Complainant Thomas Childs worked as a mortgage broker for Sente Mortgage (“Company”). During his employment, he allegedly made internal inquiries concerning his mortgage broker license, the payment of commissions and referral fees, and telemarketing cold calls. On September 25, 2012, the Company terminated his employment, asserting that he failed to meet the production requirements of his performance improvement plan. He proceeded to pursue a whistleblower retaliation claim under the CFPA. After OSHA and an ALJ dismissed his claim, Childs appealed to the ARB.
The ARB limited its review to whether Childs met his burden to prove that he engaged in protected activity. Childs argued that he engaged in protected activity under three different statutes.
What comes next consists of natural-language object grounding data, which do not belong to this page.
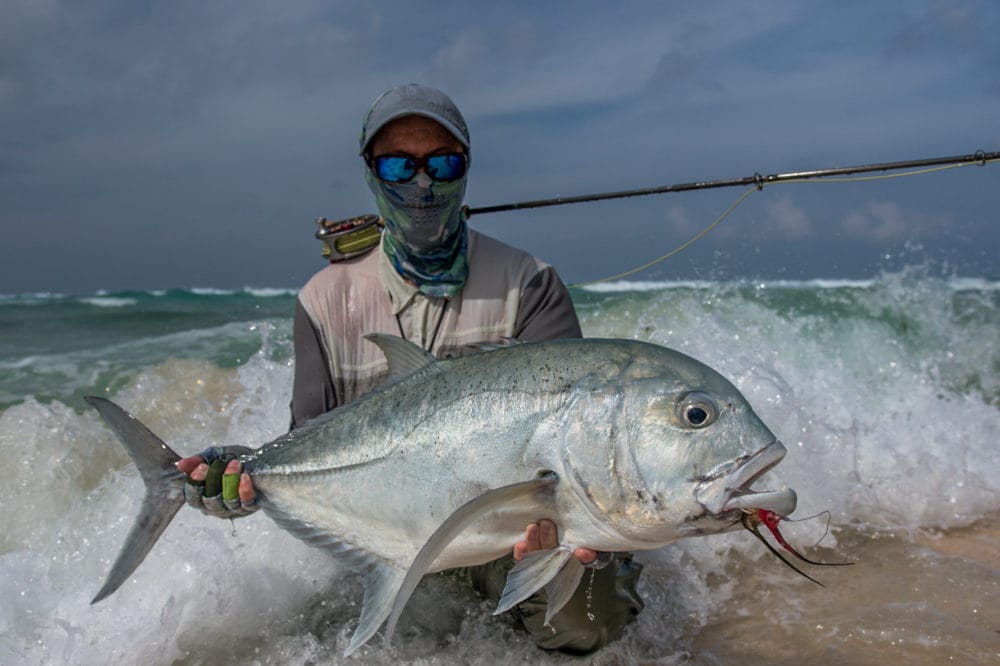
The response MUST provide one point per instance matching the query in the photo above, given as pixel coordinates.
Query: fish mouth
(728, 489)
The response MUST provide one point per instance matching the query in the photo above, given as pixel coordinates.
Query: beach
(886, 393)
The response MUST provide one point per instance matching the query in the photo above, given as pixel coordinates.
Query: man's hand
(543, 535)
(218, 488)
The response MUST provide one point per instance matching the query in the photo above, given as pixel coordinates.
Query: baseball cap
(414, 100)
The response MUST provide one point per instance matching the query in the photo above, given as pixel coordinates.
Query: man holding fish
(437, 283)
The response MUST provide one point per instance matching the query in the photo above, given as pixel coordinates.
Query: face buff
(426, 237)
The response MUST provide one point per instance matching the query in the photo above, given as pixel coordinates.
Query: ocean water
(886, 393)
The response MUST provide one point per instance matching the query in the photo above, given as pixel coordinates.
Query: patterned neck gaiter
(425, 237)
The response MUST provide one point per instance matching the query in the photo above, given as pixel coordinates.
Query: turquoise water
(886, 393)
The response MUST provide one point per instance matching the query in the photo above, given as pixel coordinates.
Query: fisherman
(437, 283)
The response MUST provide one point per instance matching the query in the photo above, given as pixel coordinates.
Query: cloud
(784, 218)
(887, 221)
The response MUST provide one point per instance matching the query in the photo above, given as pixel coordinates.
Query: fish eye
(697, 410)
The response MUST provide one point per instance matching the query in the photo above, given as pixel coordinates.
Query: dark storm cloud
(191, 143)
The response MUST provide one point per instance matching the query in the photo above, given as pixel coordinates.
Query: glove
(218, 493)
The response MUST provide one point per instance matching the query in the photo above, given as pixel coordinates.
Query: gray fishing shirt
(508, 294)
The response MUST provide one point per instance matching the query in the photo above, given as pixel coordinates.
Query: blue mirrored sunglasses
(399, 168)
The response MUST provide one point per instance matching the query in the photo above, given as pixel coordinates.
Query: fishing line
(757, 182)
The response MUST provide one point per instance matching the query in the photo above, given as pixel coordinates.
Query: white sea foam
(108, 301)
(888, 406)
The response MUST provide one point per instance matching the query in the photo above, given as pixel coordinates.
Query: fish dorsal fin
(555, 569)
(493, 346)
(404, 357)
(380, 579)
(462, 517)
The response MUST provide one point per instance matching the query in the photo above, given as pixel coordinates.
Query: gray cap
(414, 100)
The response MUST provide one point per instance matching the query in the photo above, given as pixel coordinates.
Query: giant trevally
(625, 445)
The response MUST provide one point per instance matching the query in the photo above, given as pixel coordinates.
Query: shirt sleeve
(312, 389)
(546, 310)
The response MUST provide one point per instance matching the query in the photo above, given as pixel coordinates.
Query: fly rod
(353, 236)
(979, 157)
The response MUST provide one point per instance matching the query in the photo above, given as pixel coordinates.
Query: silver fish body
(626, 445)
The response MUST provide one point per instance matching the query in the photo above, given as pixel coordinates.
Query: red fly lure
(752, 520)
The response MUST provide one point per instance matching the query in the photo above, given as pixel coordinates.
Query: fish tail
(164, 490)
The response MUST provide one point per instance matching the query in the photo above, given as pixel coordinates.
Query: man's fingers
(187, 465)
(247, 493)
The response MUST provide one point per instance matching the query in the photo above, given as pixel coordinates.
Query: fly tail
(164, 490)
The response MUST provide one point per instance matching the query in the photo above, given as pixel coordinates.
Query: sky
(155, 145)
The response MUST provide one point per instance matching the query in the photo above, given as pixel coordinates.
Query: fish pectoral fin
(561, 588)
(381, 586)
(403, 356)
(464, 516)
(555, 569)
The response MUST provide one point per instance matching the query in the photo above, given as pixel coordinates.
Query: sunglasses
(399, 168)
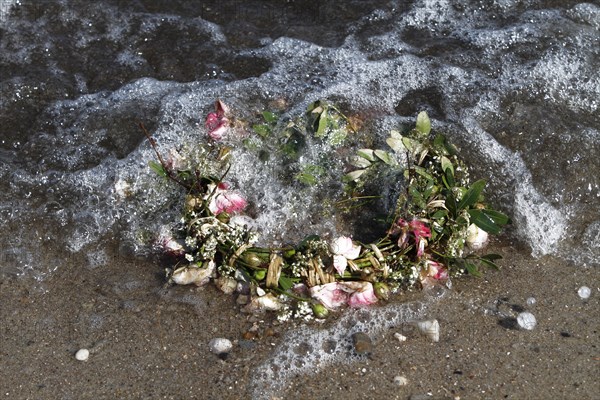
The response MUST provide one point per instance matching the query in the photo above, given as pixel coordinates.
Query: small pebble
(526, 320)
(400, 380)
(220, 346)
(362, 343)
(584, 292)
(82, 354)
(400, 337)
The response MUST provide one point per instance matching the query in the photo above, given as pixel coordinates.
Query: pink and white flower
(224, 200)
(217, 123)
(343, 249)
(476, 237)
(354, 293)
(433, 273)
(169, 245)
(416, 229)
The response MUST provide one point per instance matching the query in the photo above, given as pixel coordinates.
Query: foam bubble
(309, 350)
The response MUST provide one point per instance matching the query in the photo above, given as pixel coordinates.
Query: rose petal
(329, 294)
(340, 263)
(362, 293)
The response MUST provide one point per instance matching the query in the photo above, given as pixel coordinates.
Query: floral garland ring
(439, 224)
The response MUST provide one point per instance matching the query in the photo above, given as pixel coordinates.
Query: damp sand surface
(148, 341)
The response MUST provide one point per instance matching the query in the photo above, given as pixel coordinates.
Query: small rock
(400, 337)
(243, 299)
(400, 380)
(220, 346)
(362, 343)
(526, 320)
(82, 354)
(584, 292)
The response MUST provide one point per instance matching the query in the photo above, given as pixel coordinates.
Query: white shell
(431, 328)
(220, 346)
(268, 302)
(226, 284)
(526, 320)
(82, 354)
(584, 292)
(400, 337)
(400, 380)
(197, 276)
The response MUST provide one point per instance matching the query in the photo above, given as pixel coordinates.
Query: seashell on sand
(220, 346)
(431, 328)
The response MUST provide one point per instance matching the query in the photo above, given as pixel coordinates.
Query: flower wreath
(439, 223)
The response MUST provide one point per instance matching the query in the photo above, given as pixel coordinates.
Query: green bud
(252, 259)
(260, 274)
(382, 291)
(320, 310)
(223, 217)
(288, 253)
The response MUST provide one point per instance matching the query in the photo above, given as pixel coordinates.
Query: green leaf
(472, 195)
(359, 162)
(285, 282)
(472, 269)
(488, 260)
(384, 156)
(270, 117)
(367, 154)
(262, 130)
(451, 203)
(479, 218)
(496, 216)
(396, 144)
(158, 168)
(423, 172)
(354, 175)
(414, 146)
(306, 178)
(322, 127)
(448, 179)
(447, 166)
(423, 123)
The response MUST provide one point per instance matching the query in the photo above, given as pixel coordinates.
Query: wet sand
(150, 342)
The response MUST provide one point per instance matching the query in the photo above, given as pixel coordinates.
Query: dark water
(514, 83)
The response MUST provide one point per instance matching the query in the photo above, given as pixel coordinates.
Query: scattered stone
(243, 299)
(220, 346)
(400, 337)
(250, 335)
(362, 343)
(584, 292)
(400, 380)
(526, 320)
(431, 328)
(82, 354)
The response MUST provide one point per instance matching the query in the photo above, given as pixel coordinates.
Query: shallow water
(515, 84)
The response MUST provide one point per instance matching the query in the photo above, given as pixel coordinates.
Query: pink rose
(353, 293)
(224, 200)
(217, 122)
(416, 229)
(433, 273)
(329, 294)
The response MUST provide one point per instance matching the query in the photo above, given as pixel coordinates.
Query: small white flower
(476, 237)
(343, 249)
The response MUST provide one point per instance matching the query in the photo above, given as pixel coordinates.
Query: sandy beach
(148, 341)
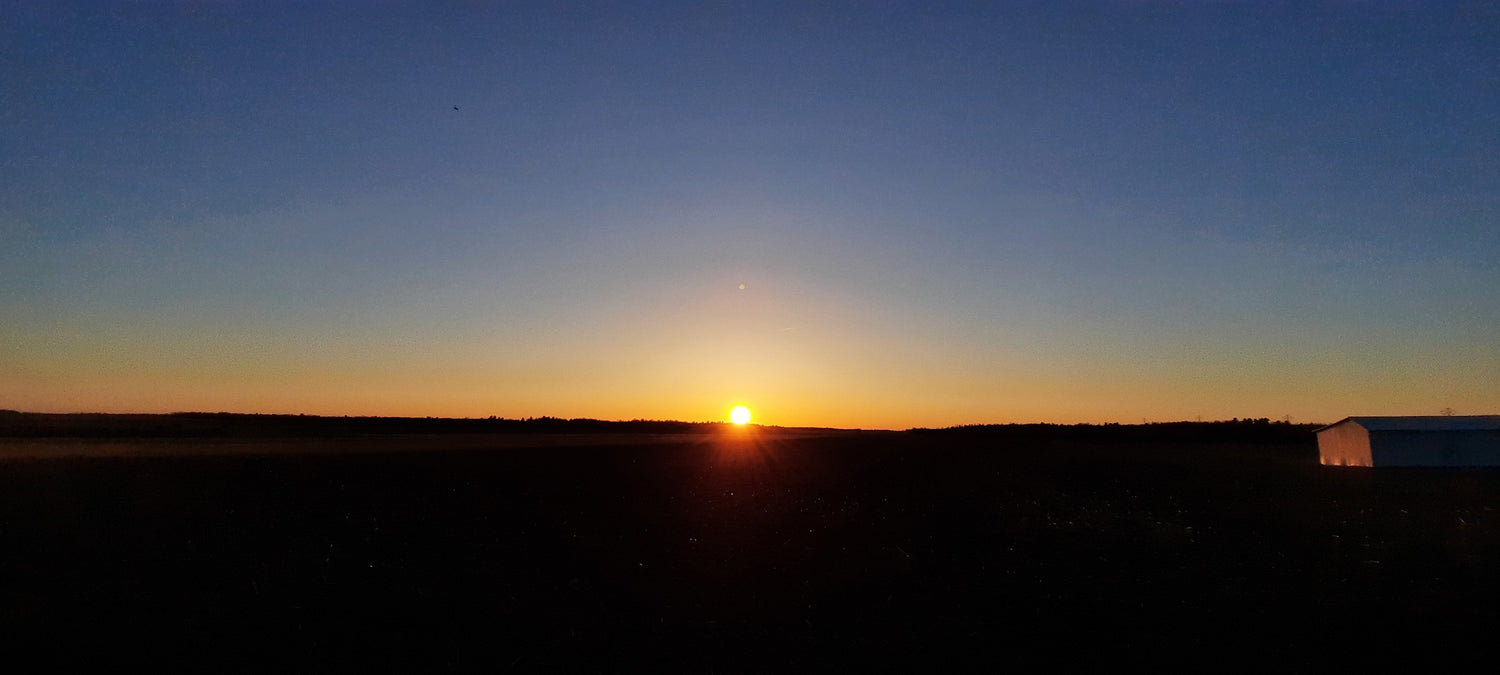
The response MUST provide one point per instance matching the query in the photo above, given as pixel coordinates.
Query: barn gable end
(1410, 441)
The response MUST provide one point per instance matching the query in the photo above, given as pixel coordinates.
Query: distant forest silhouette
(242, 425)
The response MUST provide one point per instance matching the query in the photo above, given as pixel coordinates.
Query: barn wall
(1436, 447)
(1344, 444)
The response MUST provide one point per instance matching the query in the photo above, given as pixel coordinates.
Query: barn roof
(1424, 423)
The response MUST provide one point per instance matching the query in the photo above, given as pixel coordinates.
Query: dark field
(722, 552)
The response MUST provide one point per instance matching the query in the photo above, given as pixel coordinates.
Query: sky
(939, 213)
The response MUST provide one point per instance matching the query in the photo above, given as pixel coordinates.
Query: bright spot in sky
(740, 414)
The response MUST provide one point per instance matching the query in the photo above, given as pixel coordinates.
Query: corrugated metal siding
(1344, 444)
(1436, 447)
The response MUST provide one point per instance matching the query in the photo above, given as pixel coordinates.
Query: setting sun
(740, 414)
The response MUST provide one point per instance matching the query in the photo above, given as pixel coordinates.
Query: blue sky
(941, 213)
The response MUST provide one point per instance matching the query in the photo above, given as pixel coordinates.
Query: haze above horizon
(854, 215)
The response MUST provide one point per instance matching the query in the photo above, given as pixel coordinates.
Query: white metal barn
(1412, 441)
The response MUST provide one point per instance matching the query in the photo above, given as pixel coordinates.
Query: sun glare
(740, 414)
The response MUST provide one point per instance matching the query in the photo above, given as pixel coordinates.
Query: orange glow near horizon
(740, 414)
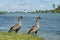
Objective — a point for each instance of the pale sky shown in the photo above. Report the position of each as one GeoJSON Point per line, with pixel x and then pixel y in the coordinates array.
{"type": "Point", "coordinates": [19, 5]}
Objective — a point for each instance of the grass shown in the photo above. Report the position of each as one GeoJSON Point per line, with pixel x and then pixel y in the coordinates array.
{"type": "Point", "coordinates": [14, 36]}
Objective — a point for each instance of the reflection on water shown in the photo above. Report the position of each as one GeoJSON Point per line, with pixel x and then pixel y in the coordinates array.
{"type": "Point", "coordinates": [49, 24]}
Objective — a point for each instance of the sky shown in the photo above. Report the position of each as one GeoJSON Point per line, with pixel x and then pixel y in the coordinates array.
{"type": "Point", "coordinates": [20, 5]}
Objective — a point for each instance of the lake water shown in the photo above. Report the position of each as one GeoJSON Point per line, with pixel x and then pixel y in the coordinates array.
{"type": "Point", "coordinates": [49, 24]}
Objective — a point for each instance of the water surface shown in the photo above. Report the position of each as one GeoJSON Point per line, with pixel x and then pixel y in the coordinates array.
{"type": "Point", "coordinates": [49, 24]}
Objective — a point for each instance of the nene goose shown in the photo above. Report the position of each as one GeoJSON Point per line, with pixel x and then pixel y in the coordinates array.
{"type": "Point", "coordinates": [35, 27]}
{"type": "Point", "coordinates": [17, 26]}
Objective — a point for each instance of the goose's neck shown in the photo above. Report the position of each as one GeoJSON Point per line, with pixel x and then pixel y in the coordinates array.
{"type": "Point", "coordinates": [19, 22]}
{"type": "Point", "coordinates": [37, 23]}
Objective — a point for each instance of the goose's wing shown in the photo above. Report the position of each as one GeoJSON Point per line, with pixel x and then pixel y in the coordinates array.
{"type": "Point", "coordinates": [16, 26]}
{"type": "Point", "coordinates": [33, 29]}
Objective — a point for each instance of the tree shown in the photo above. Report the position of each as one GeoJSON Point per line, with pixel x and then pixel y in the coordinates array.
{"type": "Point", "coordinates": [53, 7]}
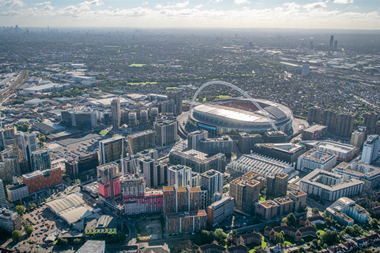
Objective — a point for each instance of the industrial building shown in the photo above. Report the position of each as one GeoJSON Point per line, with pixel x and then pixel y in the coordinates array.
{"type": "Point", "coordinates": [314, 159]}
{"type": "Point", "coordinates": [330, 186]}
{"type": "Point", "coordinates": [262, 165]}
{"type": "Point", "coordinates": [198, 161]}
{"type": "Point", "coordinates": [345, 211]}
{"type": "Point", "coordinates": [247, 141]}
{"type": "Point", "coordinates": [141, 141]}
{"type": "Point", "coordinates": [286, 152]}
{"type": "Point", "coordinates": [220, 210]}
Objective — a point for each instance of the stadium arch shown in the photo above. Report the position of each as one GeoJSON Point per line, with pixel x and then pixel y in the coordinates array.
{"type": "Point", "coordinates": [240, 91]}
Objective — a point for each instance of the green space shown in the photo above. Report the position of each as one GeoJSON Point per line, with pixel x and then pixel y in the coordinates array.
{"type": "Point", "coordinates": [142, 83]}
{"type": "Point", "coordinates": [103, 132]}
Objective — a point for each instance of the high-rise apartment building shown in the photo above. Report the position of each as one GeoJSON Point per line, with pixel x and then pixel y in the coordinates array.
{"type": "Point", "coordinates": [41, 160]}
{"type": "Point", "coordinates": [166, 132]}
{"type": "Point", "coordinates": [212, 181]}
{"type": "Point", "coordinates": [314, 114]}
{"type": "Point", "coordinates": [370, 120]}
{"type": "Point", "coordinates": [277, 185]}
{"type": "Point", "coordinates": [141, 141]}
{"type": "Point", "coordinates": [371, 149]}
{"type": "Point", "coordinates": [344, 125]}
{"type": "Point", "coordinates": [116, 114]}
{"type": "Point", "coordinates": [176, 96]}
{"type": "Point", "coordinates": [193, 138]}
{"type": "Point", "coordinates": [329, 119]}
{"type": "Point", "coordinates": [112, 149]}
{"type": "Point", "coordinates": [246, 191]}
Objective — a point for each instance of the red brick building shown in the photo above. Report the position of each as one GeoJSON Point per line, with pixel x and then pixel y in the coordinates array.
{"type": "Point", "coordinates": [40, 180]}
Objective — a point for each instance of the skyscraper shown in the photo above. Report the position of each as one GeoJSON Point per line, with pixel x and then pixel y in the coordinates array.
{"type": "Point", "coordinates": [176, 95]}
{"type": "Point", "coordinates": [116, 114]}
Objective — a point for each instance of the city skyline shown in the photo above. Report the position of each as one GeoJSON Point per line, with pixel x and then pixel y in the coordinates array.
{"type": "Point", "coordinates": [329, 14]}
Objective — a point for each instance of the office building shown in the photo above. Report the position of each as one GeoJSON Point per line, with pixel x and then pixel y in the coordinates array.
{"type": "Point", "coordinates": [329, 119]}
{"type": "Point", "coordinates": [41, 159]}
{"type": "Point", "coordinates": [305, 69]}
{"type": "Point", "coordinates": [314, 132]}
{"type": "Point", "coordinates": [141, 141]}
{"type": "Point", "coordinates": [246, 190]}
{"type": "Point", "coordinates": [198, 161]}
{"type": "Point", "coordinates": [16, 192]}
{"type": "Point", "coordinates": [330, 186]}
{"type": "Point", "coordinates": [371, 149]}
{"type": "Point", "coordinates": [81, 164]}
{"type": "Point", "coordinates": [116, 114]}
{"type": "Point", "coordinates": [358, 137]}
{"type": "Point", "coordinates": [343, 151]}
{"type": "Point", "coordinates": [314, 114]}
{"type": "Point", "coordinates": [166, 132]}
{"type": "Point", "coordinates": [176, 96]}
{"type": "Point", "coordinates": [369, 174]}
{"type": "Point", "coordinates": [186, 222]}
{"type": "Point", "coordinates": [278, 207]}
{"type": "Point", "coordinates": [40, 180]}
{"type": "Point", "coordinates": [112, 149]}
{"type": "Point", "coordinates": [277, 185]}
{"type": "Point", "coordinates": [109, 181]}
{"type": "Point", "coordinates": [179, 175]}
{"type": "Point", "coordinates": [9, 220]}
{"type": "Point", "coordinates": [247, 141]}
{"type": "Point", "coordinates": [3, 201]}
{"type": "Point", "coordinates": [299, 200]}
{"type": "Point", "coordinates": [345, 211]}
{"type": "Point", "coordinates": [181, 199]}
{"type": "Point", "coordinates": [212, 181]}
{"type": "Point", "coordinates": [220, 210]}
{"type": "Point", "coordinates": [262, 165]}
{"type": "Point", "coordinates": [214, 146]}
{"type": "Point", "coordinates": [370, 120]}
{"type": "Point", "coordinates": [314, 159]}
{"type": "Point", "coordinates": [286, 152]}
{"type": "Point", "coordinates": [344, 125]}
{"type": "Point", "coordinates": [193, 138]}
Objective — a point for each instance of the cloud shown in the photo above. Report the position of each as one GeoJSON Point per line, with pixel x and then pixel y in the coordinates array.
{"type": "Point", "coordinates": [177, 5]}
{"type": "Point", "coordinates": [241, 2]}
{"type": "Point", "coordinates": [13, 3]}
{"type": "Point", "coordinates": [343, 1]}
{"type": "Point", "coordinates": [317, 5]}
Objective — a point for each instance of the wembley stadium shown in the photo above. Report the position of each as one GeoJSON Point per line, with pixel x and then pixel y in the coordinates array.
{"type": "Point", "coordinates": [234, 115]}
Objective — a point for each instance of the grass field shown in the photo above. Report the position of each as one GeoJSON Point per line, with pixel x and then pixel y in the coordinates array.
{"type": "Point", "coordinates": [103, 132]}
{"type": "Point", "coordinates": [142, 83]}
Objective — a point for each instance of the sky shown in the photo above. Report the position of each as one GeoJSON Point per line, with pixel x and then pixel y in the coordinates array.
{"type": "Point", "coordinates": [307, 14]}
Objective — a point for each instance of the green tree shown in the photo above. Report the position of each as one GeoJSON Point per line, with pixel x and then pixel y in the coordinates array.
{"type": "Point", "coordinates": [28, 229]}
{"type": "Point", "coordinates": [375, 224]}
{"type": "Point", "coordinates": [16, 235]}
{"type": "Point", "coordinates": [219, 235]}
{"type": "Point", "coordinates": [291, 219]}
{"type": "Point", "coordinates": [279, 237]}
{"type": "Point", "coordinates": [20, 210]}
{"type": "Point", "coordinates": [121, 235]}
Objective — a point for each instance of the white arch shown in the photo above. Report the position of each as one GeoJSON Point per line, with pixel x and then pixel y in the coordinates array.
{"type": "Point", "coordinates": [241, 92]}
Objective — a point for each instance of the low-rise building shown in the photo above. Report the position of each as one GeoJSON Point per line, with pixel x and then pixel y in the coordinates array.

First, he alleged that “he refused to act as a mortgage banker before his license was activated as it would violate the Secure and Fair Enforcement for Mortgage Lending Act (SAFE).” However, the ARB found that Childs failed to present any evidence of a violation of SAFE or any actions which could be reasonably perceived as a violation of SAFE. In fact, the parties stipulated that the Company had provided Childs with its policy governing job duties and restrictions prior to the activation of an employee’s license, and the Company told Childs that his employment would be terminated if he violated the policy.
Second, Childs alleged that he “raised concerns regarding violations of the Real Estate Settlement Procedures Act (RESPA), which proscribes the payment of commissions or profit distribution to unlicensed employees.” Although the ARB noted that he may have made inquiries about these topics, it concluded that there was no evidence that he objected to a policy he reasonably believed to be unlawful.
Third, Childs alleged that he “reported concerns regarding violations of the Telemarketing and Consumer Fraud and Abuse Prevention Act” and its rules, which prohibit telemarketers from placing cold calls to individuals who are on the national “do not call” registry. The ARB recognized that he raised questions about the legality of cold calls, but that he was told it was his responsibility to access the registry and ensure his compliance. Moreover, the ARB found that although he maintained an internal database to record customers that did not wish to be contacted, he chose not to access either the national registry or the internal registry to ensure compliance. Thus, Childs did not establish that he refused to participate in an assigned task that would violate the law.
Childs is one of the few ARB cases that has been decided under the CFPA since the enactment of the Dodd-Frank Act in 2010. As we noted in a prior blog post, the number of CFPA whistleblower complaints to OSHA has increased markedly over the last two years, and the number of complaints are expected to rise.